By Gary Walker
Facing a growing level of discontent over his proposal to move a popular Mandarin Chinese language initiative to a Del Rey middle school, Los Angeles Unified School District Board Member Steven Zimmer announced June 5 that he will seek another location for the language program.
Zimmer made the announcement at a community meeting at Broadway Elementary School in Venice, the home of the Mandarin immersion program.
Due to its popularity, the Mandarin program is rapidly expanding and Zimmer was considering moving it to Marina Del Rey Middle School in Del Rey for the 2014-15 school year because there will be available space then. Under that option, he also would not have to move students from Broadway’s English language curriculum with long-standing community ties to their school.

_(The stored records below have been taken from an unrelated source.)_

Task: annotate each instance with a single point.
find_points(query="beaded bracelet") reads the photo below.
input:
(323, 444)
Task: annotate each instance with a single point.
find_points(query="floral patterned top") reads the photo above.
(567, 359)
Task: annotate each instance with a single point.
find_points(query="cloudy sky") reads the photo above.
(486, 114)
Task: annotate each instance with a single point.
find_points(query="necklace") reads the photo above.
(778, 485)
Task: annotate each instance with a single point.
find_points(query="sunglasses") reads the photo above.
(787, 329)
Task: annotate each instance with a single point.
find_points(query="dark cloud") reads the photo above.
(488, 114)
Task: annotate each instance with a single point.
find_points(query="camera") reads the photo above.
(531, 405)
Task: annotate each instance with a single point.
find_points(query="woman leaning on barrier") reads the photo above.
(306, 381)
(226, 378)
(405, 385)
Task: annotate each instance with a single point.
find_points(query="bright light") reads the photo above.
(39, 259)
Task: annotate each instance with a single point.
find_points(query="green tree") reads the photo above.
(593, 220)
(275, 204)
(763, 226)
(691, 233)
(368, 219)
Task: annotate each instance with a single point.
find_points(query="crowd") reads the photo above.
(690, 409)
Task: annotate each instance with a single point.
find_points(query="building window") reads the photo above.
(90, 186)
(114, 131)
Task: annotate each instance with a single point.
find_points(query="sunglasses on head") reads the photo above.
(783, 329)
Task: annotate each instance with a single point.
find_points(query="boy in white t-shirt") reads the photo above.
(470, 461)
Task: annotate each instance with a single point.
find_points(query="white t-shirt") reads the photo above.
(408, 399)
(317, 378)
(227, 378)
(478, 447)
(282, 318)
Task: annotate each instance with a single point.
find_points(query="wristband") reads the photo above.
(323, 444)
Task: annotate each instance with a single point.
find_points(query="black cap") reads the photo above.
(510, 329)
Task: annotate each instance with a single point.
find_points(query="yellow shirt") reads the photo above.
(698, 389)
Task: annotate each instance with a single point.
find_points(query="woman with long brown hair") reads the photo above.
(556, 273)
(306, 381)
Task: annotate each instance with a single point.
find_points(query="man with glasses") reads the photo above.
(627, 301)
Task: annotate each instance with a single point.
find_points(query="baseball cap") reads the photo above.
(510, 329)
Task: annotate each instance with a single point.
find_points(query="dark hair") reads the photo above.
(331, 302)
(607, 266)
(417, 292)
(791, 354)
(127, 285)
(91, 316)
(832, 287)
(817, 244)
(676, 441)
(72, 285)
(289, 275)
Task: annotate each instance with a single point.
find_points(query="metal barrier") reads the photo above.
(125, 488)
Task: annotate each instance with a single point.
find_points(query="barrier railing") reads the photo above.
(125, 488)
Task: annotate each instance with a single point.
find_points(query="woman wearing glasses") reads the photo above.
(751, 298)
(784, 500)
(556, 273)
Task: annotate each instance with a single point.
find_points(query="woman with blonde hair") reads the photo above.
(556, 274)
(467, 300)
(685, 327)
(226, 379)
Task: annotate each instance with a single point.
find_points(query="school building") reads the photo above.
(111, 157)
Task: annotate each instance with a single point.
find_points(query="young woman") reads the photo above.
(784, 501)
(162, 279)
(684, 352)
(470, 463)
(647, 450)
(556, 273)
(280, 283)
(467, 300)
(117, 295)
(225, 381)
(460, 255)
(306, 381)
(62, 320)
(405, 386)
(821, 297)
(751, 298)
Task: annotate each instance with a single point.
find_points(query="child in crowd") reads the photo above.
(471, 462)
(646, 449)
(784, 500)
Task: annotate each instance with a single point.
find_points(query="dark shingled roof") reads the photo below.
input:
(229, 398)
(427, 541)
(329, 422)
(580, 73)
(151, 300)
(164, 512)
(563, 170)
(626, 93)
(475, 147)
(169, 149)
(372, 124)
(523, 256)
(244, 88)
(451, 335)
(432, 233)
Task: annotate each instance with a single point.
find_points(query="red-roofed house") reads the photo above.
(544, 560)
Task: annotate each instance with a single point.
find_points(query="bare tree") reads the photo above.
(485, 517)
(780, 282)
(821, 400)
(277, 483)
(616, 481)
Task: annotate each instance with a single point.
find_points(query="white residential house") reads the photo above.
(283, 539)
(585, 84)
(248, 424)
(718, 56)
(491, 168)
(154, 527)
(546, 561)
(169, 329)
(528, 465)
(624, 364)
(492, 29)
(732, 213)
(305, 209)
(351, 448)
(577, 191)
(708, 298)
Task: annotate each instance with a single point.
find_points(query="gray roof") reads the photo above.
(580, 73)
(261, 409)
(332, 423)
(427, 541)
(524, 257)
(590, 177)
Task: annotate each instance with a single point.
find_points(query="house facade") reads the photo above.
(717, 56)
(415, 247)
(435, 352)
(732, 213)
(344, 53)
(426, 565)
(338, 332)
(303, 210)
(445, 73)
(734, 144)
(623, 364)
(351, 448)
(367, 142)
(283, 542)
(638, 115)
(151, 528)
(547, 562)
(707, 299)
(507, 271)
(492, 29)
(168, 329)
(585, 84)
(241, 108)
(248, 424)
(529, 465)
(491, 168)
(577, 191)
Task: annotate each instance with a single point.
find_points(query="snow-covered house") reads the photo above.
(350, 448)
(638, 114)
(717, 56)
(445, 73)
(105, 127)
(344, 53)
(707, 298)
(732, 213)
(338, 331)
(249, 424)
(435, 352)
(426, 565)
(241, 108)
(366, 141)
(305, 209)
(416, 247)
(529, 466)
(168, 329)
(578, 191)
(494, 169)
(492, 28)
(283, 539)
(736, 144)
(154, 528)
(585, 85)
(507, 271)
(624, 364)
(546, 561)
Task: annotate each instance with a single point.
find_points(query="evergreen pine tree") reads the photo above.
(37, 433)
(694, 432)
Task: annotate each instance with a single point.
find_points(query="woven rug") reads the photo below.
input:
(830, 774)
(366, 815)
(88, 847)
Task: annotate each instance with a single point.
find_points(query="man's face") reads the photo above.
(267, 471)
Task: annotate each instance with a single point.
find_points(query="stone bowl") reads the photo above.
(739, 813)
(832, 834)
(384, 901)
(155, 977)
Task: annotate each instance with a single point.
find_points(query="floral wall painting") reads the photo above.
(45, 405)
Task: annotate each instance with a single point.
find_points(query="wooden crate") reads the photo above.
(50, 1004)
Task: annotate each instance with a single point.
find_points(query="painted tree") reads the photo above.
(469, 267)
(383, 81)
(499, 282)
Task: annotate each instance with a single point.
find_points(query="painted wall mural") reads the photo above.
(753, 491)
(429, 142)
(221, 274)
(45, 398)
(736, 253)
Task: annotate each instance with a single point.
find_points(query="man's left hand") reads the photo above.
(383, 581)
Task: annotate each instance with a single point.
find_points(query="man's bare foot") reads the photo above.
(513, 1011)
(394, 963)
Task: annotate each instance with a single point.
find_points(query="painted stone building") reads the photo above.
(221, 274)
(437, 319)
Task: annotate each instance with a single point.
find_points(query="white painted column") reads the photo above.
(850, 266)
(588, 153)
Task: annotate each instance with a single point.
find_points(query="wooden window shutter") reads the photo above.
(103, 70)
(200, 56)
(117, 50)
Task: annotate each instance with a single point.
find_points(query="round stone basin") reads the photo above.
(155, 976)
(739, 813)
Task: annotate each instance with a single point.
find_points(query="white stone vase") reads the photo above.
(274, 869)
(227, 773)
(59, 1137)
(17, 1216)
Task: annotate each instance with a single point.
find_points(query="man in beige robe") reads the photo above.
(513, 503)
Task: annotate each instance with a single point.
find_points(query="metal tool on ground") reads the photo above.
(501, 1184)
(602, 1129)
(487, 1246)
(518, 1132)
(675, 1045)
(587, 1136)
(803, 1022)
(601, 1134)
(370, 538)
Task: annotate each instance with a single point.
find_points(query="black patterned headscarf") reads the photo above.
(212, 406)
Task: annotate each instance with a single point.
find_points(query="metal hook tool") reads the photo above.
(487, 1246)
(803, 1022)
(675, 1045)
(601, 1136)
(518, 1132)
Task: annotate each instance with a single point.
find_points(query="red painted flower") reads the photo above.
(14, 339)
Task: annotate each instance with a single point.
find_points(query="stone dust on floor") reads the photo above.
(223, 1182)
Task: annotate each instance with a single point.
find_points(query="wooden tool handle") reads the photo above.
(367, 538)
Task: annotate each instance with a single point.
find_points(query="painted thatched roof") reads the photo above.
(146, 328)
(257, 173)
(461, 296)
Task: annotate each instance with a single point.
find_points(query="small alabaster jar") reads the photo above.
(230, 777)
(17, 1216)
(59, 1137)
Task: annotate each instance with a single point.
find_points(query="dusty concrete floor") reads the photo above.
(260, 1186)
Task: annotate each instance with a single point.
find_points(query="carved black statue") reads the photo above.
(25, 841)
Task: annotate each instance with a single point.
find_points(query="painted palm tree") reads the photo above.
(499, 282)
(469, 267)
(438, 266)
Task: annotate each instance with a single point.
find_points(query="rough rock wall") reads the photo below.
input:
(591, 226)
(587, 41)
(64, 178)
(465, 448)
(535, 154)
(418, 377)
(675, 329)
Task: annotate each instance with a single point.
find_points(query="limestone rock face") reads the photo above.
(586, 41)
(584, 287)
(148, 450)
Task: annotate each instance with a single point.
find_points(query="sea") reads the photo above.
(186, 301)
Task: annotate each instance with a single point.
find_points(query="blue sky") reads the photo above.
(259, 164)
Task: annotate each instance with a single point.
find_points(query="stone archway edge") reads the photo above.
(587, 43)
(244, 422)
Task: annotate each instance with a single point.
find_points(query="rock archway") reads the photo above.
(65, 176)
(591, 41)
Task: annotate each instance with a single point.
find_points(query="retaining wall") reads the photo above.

The choice to seek another school was greeted with excitement at Marina Del Rey Middle School and Broadway, albeit in a more subdued fashion at the elementary school.
Odysseus Bostick, a parent of a first-grader who is learning Mandarin Chinese, realizes that the campus is quite small for a growing academic initiative but strongly disagreed with Zimmer’s earlier decision to move it to Marina Del Rey.
“I think it’s far better for the district to keep us at Broadway than moving the program to the middle school, mainly because Zimmer was going to allocate over $5 million to move us and that was coming from school improvement bonds,” Bostick said. “My gripe with that is centered on the fact that the Broadway campus is perfectly adequate for our program if we as a parent community altered the way we run the program.”
Bostick, who ran for the Los Angeles City Council District 11 seat in March, feels an “ideal model” of a 50-50 language immersion school is to recruit four kindergarten classes each year.
“That way, you start a cohort with 96 kids with roughly 24 kids in each classroom,” he explained. “Doing it that way allows you to downsize from four classrooms to three classrooms in second or third grade, something that happens because of two things: changes in student to teacher ratios and natural losses of students because of parents moving or changing school for some reason.
“So,” he reasons, “if you always start with four classes, you will have enough kids to maintain three classes later on.”
Marina Del Rey parents like Karen Wolfe objected to having another school on campus where millions would have been spent to upgrade classrooms and the school would face the potential loss of its gymnasium.
“My primary objection was the Mandarin school was receiving so much support from the district and was so big that it was clear to me and many others that the success of the Mandarin program was dependent on the failure of Marina Del Rey,” Wolfe, the school’s booster club president, asserted.
Currently, a charter school, Goethe International School, is occupying some of the classrooms that the Mandarin students would have taken. But LAUSD schools have more stringent regulations pertaining to facilities than charter schools, and the Mandarin students would have needed sinks and other improvements to the classrooms.
Tensions have been high at the elementary school for the better part of a year since the district began making plans to consider what to do with the Mandarin students, many of whom live outside District 4, which includes Venice, Mar Vista, Del Rey and Westchester. A small but vocal group of parents with students in the Mandarin program have expressed a strong desire to stay at Broadway, despite the dearth of space.
They attempted to pressure Zimmer into changing the school boundaries so pupils from the English program would be moved to Westminster Avenue Elementary School in Venice, exacerbating an already challenging time at the school as a chasm between some parents of the two programs began to emerge.
Some of these parents supported the $1 million largess donated to Zimmer’s opponent in the March 5 school board race – Mar Vista Community Council member Kate Anderson – and other charter school-backed candidates.
“Kudos to New York Mayor Michael Bloomberg,” wrote Erika Kristen Beck. “Zimmer is ready to spend $2.5 million LAUSD doesn’t have by uprooting several hundred Venice students and families so that 100 kids don’t have to walk five blocks for no good reason.”
Many of these students that Beck referenced have parents and grandparents who live in the Oakwood neighborhood, and who themselves attended Broadway and resented the attempt to dislodge them from their school.
Zimmer, who could not be reached for comment, has repeatedly stated publicly that he will not change the school boundaries under any circumstances.
The location for the Mandarin students for the 2014-15 school year has yet to be determined.